25. Askold Melnyczuk, What is Told (PFP Publishing)
It’s a masterful novel that sprints across generations, centuries and continents. In a spirited narrative that travels from old Ukraine to New Jersey, Askold Melnyczuk follows his character through the betrayals of war and the promises of marriage. Askold Melnyczuk reinvents, with humor and compassion, the story of a people long hidden behind the Iron Curtain. His novel is a reminder that history is not something that happens only to others.
26. Volodymyr Rafeyenko, Mondegreen: Songs about Death and Love. A Novel. (Harvard Library of Ukrainian Literature)
‘Mondegreen’ explores the ways that memory and language construct our identity, and how we hold on to it no matter what. The novel tells the story of Haba Habinsky, a refugee from Ukraine’s Donbas region, who has escaped to the capital city of Kyiv at the onset of the Ukrainian-Russian war.

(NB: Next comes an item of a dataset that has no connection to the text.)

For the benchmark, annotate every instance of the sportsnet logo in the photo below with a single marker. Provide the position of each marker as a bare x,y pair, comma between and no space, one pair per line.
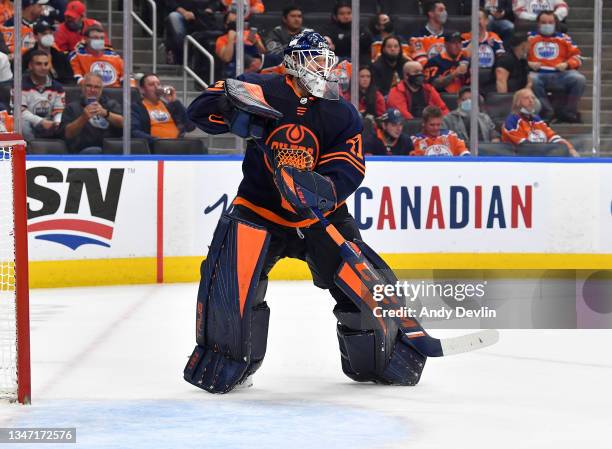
546,50
56,211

27. Words for War: New Poems from Ukraine (Academic Studies Press)
The armed conflict in the east of Ukraine brought a trend in contemporary Ukrainian poetry: the poetry of war. The poems collected in this volume engage with the events and experiences of war, reflecting on the themes of alienation, loss; as well as justice, heroism, generosity, and forgiveness. Wrote by young and old, female and male, poems raise questions about art, politics, citizenship, and moral responsibility.
28. Oksana Zabuzhko, Selected Poems + One Hundred Years of Solitude, or the Importance of a Story (Arrowsmith Press)
Oksana Zabuzhko is a Ukrainian novelist, poet, essayist. By turns urgent and ironic, Zabuzhko poetry stands alongside the finest and most important work to emerge from Europe in the last half-century.
29. Serhiy Zhadan, The Orphanage: A Novel (Yale University Press)
The Orphanage is a searing novel that excavates the human collateral damage wrought by the ongoing conflict in eastern Ukraine. Written with a raw intensity, this is a deeply personal account of violence that will be remembered as the definitive novel of the war in Ukraine.
30. Serhiy Zhadan, What We Live For, What We Die For: Selected Poems (Yale University Press)
Ukrainian writer Serhiy Zhadan is an original voice from eastern Ukraine and witness to the turbulent social and political travails of his nation. This collection of his poems feature gutsy portraits of life on war-torn and poverty-ravaged streets.
This list was edited by Diana Delyurman, Iryna Rodina and Myroslava Mokhnatska.